The story behind the world’s first 100% recyclable paper bottle

Through its partnership with pulpex, pepsico has embarked on an R&D and Design quest that could change the face of packaging as we know it.

 

As he sat in a packaging brainstorming meeting in 2019, Ron Khan knew he had a potentially groundbreaking ambition: paper bottles for beverages. “Many years ago, we wanted to pursue this concept, but couldn’t find the right technology,” recalls Khan, PepsiCo Vice President of Packaging for Beverages. “I knew we needed to make this happen now.”

 

Two years later, Khan held a prototype for the world’s first fully recyclable paper bottle in his hand. Thanks to a cutting-edge partnership and the vision of PepsiCo’s Packaging, R&D and Design teams, the development is poised to add an innovative new packaging solution for products throughout the world.

 

“This bottle offers so many rare opportunities,” Khan says. “It’s sustainably sourced, it’s recyclable, it’s natural — the advantages are huge.”

 

The key to taking leaps forward: a partnership with breakthrough packaging technology company Pulpex Limited. With Pulpex and a consortium of global consumer goods companies, PepsiCo is working to develop and scale the fully recyclable paper bottle.

 

This bottle offers so many rare opportunities. It’s sustainably sourced, it’s recyclable, it’s natural — the advantages are huge.

— Ron Khan, PepsiCo Vice President of Packaging for Beverages

 

Versions of the paper bottle concept have been attempted in the past, but they’ve all required some form of an inner plastic liner that would prevent them from being recycled via mainstream methods. “There’s nothing on the market today like this,” Khan explains.

What makes the Pulpex version a game-changer is its base material: sustainable, renewable wood pulp. The mixture is blended, molded and dried to give it strength. Then, to prevent leaks and give an oxygen and moisture barrier, it’s treated with a thin, food-grade water-based coating that can go into the paper recycling stream. It’s topped off with a cap, which is also recyclable.

 

“This bottle is a real dream for us,” Khan says. “It adds one more sustainable option to PepsiCo’s portfolio.” Introducing more sustainable packaging, like the Pulpex bottle, is just one of the ways PepsiCo is realizing its pep+ (PepsiCo Positive) transformation with sustainability at the center of its business to inspire positive change for the planet and people.

 

While Khan’s Packaging team sees the sustainable packaging’s revolutionary potential, the Design team is inspired by the unique canvas a paper bottle offers. Niklas Gustafsson, Design Director at PepsiCo Design and Innovation Studio, worked hand-in-hand with the Packaging team in the prototype process. His group started by asking questions: “You wonder, what are the limitations? What are the constraints? With every new technology, it’s a lot of trial and error,” Gustafsson explains.

The Design team decided to capitalize on its canvas.
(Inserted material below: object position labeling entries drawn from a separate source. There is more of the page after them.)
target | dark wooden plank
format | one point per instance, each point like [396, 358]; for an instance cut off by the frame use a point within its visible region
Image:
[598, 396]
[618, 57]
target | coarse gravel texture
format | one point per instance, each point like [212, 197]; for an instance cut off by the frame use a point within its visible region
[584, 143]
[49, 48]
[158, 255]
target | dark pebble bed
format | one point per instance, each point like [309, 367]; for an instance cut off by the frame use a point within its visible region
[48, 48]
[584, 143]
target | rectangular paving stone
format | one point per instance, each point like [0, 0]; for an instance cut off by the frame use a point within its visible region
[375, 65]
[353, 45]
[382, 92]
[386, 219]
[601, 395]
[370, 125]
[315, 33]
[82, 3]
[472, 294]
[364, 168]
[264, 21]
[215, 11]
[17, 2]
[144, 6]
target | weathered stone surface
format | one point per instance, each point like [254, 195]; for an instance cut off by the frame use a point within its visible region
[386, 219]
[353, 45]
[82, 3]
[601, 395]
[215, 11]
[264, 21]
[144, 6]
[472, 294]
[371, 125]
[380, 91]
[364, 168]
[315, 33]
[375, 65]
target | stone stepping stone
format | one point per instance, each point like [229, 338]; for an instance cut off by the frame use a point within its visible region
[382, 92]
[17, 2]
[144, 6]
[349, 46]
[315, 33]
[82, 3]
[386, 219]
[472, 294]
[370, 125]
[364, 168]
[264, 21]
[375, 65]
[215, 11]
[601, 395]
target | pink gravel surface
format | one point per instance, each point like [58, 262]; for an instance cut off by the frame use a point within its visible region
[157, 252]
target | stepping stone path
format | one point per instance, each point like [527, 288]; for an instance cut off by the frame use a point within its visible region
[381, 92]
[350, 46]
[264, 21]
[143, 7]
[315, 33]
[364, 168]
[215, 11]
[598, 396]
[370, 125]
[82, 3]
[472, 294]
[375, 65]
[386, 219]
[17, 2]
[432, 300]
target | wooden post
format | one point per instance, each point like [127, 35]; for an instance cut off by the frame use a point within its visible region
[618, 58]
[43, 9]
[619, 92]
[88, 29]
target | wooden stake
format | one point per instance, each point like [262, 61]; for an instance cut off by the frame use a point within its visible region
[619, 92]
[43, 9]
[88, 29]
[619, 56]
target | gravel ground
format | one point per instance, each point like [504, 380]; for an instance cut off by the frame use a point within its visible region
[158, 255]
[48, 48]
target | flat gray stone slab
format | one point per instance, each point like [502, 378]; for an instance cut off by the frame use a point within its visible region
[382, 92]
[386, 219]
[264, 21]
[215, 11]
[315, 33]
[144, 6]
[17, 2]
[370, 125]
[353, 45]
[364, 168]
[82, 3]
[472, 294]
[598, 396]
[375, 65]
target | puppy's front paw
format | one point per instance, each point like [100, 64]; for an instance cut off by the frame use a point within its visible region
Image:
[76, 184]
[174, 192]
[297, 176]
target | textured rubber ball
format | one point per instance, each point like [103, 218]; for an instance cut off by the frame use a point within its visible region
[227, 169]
The material, which Gustafsson says feels a little like the texture of an egg carton, is a wide-open space for printing images and text. “Because it’s paper, we wanted to use that to really have the material tell its own unique sustainability story and communicate that this is a material innovation.”

The designs they are exploring are bold and direct. All of the branding and images will be printed directly on the bottle rather than requiring a label. One side bears a “recycle” imprint, which Gustafsson sees as a call to action. “I hope we can inspire people, when they see this bottle, that even small acts can create a big impact on the environment,” he says.

I hope we can inspire people, when they see this bottle, that even small acts can create a big impact on the environment.

— Niklas Gustafsson, Design Director at PepsiCo Design and Innovation Studio

 

Next up: a wide range of laboratory tests to evaluate safety, performance and recyclability before testing with consumers and on the bottling line to evaluate the prototype’s performance. This critical stage will yield important findings and require more design iterations to refine the bottle, all of which will take months.

 

But those insights have the potential to spark even more ideas to improve packaging. “We are solving problems that can have an impact on billions of people’s lives,” Gustafsson says. “We’re making that happen and making a huge step forward in sustainability.”

 

Adds Khan, “I’ve been in packaging for 30 years now and I’ve not seen something come onto the market that can really change the way we do packaging. This bottle has the potential to disrupt the industry.”